Most fans have now seen Sunderland play in three different tiers of English football, and we all know where we’d like to be.
But our great club was firmly among the elite when I questioned the club’s ambition for the very first time.
I remember the day very well. It was June 3, 2009, as we prepared for our third successive season back in the Premier League. Steve Bruce was appointed as manager to succeed Ricky Sbragia, the man who stood down after keeping us up on the final day of the previous campaign.
Sbragia, a well respected coach and a good servant, had always looked like a short term appointment to steady the ship after Roy Keane’s disappointing exit.
Now I’ve never had anything against Bruce, an honest footballing man who had excelled as a player while captaining Manchester United.
His arrival at Sunderland, however, burst a bubble for me which had remained intact even during the dark days of record breaking relegations in 2003 and 2006.
“That’s it,” I thought. “We’re settling for mid-table.” I phoned my dad and he felt the same.
It might seem a bit crazy in today’s climate, and harsh on a man who had done a respectable job at both Birmingham and Wigan.
But it summed up how I viewed our club, and its vast potential, ever since Bob Murray built a stadium and academy to rival the best in the land.
In a relatively recent Roker Report podcast interview, Murray compared late 90s era Sunderland to Manchester United, and you could see why.
We roared to promotion in style, winning the league with 105 points before taking the Premier League by storm, in a stadium which didn’t look too different to Old Trafford.
I thought we were destined for great things. We’ll bide our time, build and develop every season, rising to the top of English football and competing in Europe.
We didn’t invest sufficiently in the team, and those two seventh placed finishes in 2000 and 2001 could well have been even better.
Maybe it was teenage naivety on my part, but I didn’t question the ambition at that time.

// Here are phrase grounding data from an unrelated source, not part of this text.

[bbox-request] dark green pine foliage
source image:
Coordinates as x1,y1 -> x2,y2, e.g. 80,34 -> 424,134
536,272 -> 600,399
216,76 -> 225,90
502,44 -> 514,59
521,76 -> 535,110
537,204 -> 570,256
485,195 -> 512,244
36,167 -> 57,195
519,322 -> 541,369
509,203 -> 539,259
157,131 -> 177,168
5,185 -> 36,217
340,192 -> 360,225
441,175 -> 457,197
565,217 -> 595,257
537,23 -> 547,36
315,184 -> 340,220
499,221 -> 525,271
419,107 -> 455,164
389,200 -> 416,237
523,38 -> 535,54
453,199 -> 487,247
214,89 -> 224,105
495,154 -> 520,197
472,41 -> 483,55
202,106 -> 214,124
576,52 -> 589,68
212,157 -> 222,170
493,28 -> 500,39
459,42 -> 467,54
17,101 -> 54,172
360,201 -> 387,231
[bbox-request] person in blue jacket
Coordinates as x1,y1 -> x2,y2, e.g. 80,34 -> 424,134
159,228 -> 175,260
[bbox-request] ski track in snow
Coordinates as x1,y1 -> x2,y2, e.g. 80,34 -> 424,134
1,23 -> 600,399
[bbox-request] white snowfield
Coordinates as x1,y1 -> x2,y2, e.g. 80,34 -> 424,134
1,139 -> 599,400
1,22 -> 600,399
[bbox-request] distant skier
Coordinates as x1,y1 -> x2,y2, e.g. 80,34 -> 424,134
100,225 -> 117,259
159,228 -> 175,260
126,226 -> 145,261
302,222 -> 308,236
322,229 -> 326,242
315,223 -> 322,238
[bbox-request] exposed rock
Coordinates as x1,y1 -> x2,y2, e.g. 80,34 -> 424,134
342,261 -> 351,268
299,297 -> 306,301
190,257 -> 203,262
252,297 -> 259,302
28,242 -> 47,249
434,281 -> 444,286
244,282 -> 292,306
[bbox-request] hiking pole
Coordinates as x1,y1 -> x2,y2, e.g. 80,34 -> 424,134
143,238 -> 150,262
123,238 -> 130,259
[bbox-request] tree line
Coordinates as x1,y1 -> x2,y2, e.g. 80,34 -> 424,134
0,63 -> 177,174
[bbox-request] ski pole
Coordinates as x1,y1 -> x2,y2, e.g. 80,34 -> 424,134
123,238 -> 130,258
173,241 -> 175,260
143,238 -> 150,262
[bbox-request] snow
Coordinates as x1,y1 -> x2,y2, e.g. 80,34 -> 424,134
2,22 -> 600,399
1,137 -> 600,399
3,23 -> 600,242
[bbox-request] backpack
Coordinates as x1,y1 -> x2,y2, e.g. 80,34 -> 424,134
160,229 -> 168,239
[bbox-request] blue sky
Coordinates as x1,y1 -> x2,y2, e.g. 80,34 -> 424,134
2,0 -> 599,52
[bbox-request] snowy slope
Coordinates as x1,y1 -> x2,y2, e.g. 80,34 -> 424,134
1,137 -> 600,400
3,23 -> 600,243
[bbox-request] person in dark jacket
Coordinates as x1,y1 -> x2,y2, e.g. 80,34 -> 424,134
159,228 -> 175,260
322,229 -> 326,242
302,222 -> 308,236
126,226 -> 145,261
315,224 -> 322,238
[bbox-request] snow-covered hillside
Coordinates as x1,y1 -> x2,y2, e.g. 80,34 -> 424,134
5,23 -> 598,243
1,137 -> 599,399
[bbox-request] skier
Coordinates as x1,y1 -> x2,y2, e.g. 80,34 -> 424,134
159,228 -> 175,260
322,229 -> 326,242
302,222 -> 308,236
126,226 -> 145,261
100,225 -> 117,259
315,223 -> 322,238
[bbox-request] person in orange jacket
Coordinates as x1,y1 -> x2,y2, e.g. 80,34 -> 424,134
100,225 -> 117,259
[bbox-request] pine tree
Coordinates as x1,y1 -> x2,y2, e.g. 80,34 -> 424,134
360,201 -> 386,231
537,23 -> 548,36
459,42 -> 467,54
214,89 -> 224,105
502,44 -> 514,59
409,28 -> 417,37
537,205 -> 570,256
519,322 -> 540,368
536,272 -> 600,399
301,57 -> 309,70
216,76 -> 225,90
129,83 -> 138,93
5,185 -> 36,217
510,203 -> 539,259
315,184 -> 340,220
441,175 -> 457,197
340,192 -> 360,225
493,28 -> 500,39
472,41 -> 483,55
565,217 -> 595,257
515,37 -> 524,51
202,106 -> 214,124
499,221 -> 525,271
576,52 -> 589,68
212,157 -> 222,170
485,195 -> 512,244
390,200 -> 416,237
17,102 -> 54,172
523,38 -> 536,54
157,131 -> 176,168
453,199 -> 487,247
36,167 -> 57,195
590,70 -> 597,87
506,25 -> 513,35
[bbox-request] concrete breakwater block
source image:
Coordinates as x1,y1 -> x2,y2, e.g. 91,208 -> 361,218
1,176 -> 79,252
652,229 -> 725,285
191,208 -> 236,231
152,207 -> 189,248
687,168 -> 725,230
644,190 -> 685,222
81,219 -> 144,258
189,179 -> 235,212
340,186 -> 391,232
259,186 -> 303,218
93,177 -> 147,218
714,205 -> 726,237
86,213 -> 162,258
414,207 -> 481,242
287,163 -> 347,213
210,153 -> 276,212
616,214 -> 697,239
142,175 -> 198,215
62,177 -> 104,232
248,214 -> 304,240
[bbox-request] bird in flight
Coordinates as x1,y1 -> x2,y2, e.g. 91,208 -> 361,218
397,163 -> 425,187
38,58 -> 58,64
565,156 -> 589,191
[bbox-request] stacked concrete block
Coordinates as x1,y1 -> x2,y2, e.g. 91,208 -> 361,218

I simply thought that we didn’t have the money to spend.
I comforted myself in the thought that with continued full houses at the SoL, we’d get there. This was long before the days when TV money was so significant for Premier League clubs.
Even when we slipped out of the league with a paltry 19 points in 2003, and 15 points three years later, I didn’t question the ambition. I put it down to bad decisions at the top and poor recruitment. You see I could tolerate mistakes, provided that the aim to make us the best we possibly could be, was there.
The arrival of Bruce, however, was the day that changed for me. After reaching for the stars under Keane and the Niall Quinn inspired Drumaville magic carpet ride, we were now settling for a manager who had led Birmingham and Wigan to very credible mid-table finishes in the Premier League.
Of course, we’d take that calibre of manager now, but in 2009 it seemed a backward step for fans who had witnessed the highs of a decade earlier and we were crying out for ambition.
Perhaps it actually was there. Bruce spent a lot of money to reassemble the squad with Ellis Short’s blessing. It yielded a tenth place finish, and I always felt Short expected even more than what Bruce and his successor, Martin O’Neill, were ultimately able to deliver.
Both were no doubt seen as safe bets, but if Short had really wanted to reach the top, he should have been looking in a different ball park for a manager truly capable of taking Sunderland into the top six.